1. Few sellers: Oligopoly markets are characterized by a small number of firms dominating the industry. These firms have a significant market share and often control the majority of the market supply.

2. Interdependence: Due to the small number of firms in the industry, each firm's actions have a significant impact on their competitors. Firms in an oligopoly must consider the likely response of their rivals when making strategic decisions such as pricing and advertising.

3. Barriers to entry: Oligopoly markets often have high barriers to entry, making it difficult for new firms to enter and compete in the market. These barriers can include economies of scale, high capital requirements, or government regulations.

4. Product differentiation: Firms in an oligopoly often engage in product differentiation to distinguish their products from those of their competitors. This can be done through branding, product features, or marketing strategies.

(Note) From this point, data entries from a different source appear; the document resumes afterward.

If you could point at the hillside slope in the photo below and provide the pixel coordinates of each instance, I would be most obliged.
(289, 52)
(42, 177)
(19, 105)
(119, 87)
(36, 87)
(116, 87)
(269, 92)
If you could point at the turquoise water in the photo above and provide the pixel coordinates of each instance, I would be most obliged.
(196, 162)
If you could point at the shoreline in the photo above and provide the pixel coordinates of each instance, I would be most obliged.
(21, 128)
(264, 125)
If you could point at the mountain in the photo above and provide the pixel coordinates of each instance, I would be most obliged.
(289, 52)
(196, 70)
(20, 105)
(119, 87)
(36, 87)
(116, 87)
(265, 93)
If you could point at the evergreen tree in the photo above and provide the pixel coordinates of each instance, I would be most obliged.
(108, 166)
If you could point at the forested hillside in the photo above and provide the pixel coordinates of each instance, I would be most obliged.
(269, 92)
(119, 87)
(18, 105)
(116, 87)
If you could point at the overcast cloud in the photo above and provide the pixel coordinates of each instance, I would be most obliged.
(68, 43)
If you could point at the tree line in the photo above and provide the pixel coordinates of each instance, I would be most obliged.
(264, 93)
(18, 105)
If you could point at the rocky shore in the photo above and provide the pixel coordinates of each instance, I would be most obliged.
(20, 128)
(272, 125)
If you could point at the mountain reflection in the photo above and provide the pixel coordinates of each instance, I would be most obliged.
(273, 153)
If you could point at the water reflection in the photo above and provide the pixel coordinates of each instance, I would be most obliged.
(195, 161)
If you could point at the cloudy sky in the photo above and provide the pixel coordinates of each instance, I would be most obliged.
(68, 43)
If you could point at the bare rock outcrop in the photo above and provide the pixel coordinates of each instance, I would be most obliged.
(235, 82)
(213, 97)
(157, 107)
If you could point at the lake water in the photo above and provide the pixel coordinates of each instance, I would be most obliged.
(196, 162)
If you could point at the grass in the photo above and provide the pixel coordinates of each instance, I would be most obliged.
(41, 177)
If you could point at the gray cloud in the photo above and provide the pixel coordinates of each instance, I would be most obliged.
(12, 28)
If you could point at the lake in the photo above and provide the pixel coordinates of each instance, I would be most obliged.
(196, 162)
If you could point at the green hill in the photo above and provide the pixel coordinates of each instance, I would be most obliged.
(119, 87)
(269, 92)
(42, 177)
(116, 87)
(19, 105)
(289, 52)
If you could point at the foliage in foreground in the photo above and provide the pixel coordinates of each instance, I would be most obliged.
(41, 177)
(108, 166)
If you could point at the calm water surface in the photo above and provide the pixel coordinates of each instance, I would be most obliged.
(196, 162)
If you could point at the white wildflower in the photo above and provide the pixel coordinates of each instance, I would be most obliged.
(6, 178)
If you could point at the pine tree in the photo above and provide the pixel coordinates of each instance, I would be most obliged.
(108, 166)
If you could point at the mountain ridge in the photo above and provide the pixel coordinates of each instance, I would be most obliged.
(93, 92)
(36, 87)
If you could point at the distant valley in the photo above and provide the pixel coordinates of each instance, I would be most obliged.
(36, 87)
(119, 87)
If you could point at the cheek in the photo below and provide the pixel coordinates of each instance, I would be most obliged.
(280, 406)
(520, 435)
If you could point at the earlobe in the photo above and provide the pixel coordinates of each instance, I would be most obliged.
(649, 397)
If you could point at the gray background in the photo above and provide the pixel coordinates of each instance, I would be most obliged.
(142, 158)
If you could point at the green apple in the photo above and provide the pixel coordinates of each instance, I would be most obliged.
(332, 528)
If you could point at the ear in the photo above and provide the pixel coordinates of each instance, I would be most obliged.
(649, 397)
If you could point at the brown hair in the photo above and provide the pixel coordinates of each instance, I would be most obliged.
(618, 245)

5. Price rigidity: Oligopoly markets tend to have stable prices, as firms are reluctant to change prices due to the potential reactions of their competitors. Price wars can be detrimental to all firms involved, leading to a focus on non-price competition.

6. Non-price competition: In addition to competition on price, firms in an oligopoly often compete on factors such as product quality, customer service, and marketing. This can lead to innovation and differentiation in products and services.

7. Collusion: In some cases, firms in an oligopoly may collude to restrict competition and increase profits. This can take the form of price-fixing agreements or market-sharing agreements, which are illegal in many countries.